The XSLT is designed to resemble HTML and CSS as much as possible, though it often also unreasonable and unintuitive.

<!-- XSLT processor. -->
<dependency>
    <groupId>net.sf.saxon</groupId>
    <artifactId>Saxon-HE</artifactId>
    <version>10.3</version>
</dependency>

<!-- Formatting processor. -->
<dependency>
    <groupId>org.apache.xmlgraphics</groupId>
    <artifactId>fop</artifactId>
    <version>2.9</version>
</dependency>

Saxon is good because it supports XSLT 2.

To support Czech language, it is required to include a xconf file (KOSEK).

Phases:

  1. XSLT processor

  2. FOP processor

The XSLT result does not need to be stored on disk but can be passed directly to FOP processor.

Millimeter precision of layouts.

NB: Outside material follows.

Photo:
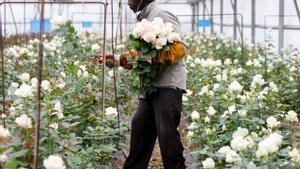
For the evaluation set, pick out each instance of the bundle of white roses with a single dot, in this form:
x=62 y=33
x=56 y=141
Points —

It can generate

Use cases

  • Wine Price List

    • Multiple output formats from single input

      • General Price List (simple table)

      • Wine Catalog (with details)

      • Wine Tasting Card (with room for customer notes)

      • Order (with form for customer name and address and column for specifying bottle count)

    • Semi-structured data

      • Description of the wine with simple formatting and links

  • Winemakers club management

    • Multiple output formats from single input (invitations to various events, attendance list, voting cards, price list)

    • Combining data from multiple sources (in DB, can return XML)

    • Invitation to annual meeting (members list, invitation letter template, data from accounting, power of attorney, QR payment)

    • Semi-structured data

    • QR code is challenging, it is an image and the goal was to use XSLT

      • Plugin to XSLT? Java code?

      • Easy solution: insert an image like HTML (URL from REST)

Conclusion

  • Jasper Reports is perfect when:

    • We need customizable templates by common users

    • The content and wide output formats support is more important than typographic quality

    • Our data are mainly table based

  • XSL could be viable alternative when:

    • We need total control over layout and high typographic quality

    • We can accept that customizing templates requires specific skills (XSLT and XSL-FO)

    • We need high flexibility in the way how the data are processed/combinerd

    • We need to work with more complex data structures

    • We like data oriented approach, i.e. flexible, no programming, data-first

QaA

  • INFO: Opensource replacement of iText is OpenPDF and newest Jasper use OpenPDF

  • Why HTML.Thymeleaf,etc. is not used? It makes also sense, yet another solutions.

  • INFO: XML is a standardized way created for the US army to exchange documents (semi-structured) data in the unambiguous format (SGML).